The family members of Syrian-American Majd Kamalmaz have filed a civil lawsuit against the Syrian government, seeking damages of at least $70 million for the unlawful detention, torture, and killing of Kamalmaz. The lawsuit, filed by law firm Miller & Chevalier in collaboration with the Syrian Emergency Task Force, was submitted to the US District Court in Washington, DC under the state sponsor of terrorism exception of the Foreign Sovereign Immunities Act. This exception allows individuals to sue foreign governments designated by the US as state sponsors of terrorism for compensatory damages.
Majd Kamalmaz, a psychotherapist and humanitarian worker, was arrested by Syrian regime forces on February 15, 2017, in Damascus. The family was informed by US officials in May that he had died in prison. The US government report on Syrian human rights practices noted several detention facilities where regime officials reportedly tortured prisoners, including the Mezzeh Airport detention facility where Kamalmaz was believed to have been held.

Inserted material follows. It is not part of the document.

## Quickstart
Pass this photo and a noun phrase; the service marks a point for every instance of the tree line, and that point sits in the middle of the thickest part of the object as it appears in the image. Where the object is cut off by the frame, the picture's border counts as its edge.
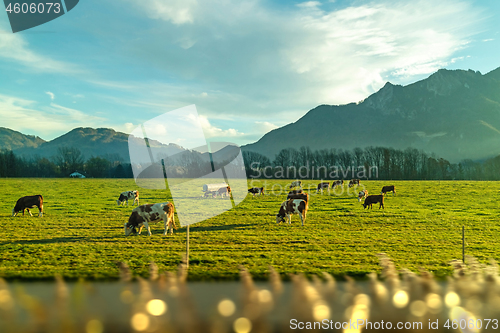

This lawsuit follows a previous case in January where Miller & Chevalier secured nearly $50 million in damages from the Syrian government on behalf of Kevin Dawes, a US national who was imprisoned and tortured by the regime for almost four years.
According to the 2023 US government report, several human rights groups have identified numerous cases of enforced disappearances by or on behalf of regime authorities. The Syrian Network for Human Rights has documented at least 157,464 disappearances between March 2011 and July 2024, with the Assad regime responsible for over 85 percent of these cases.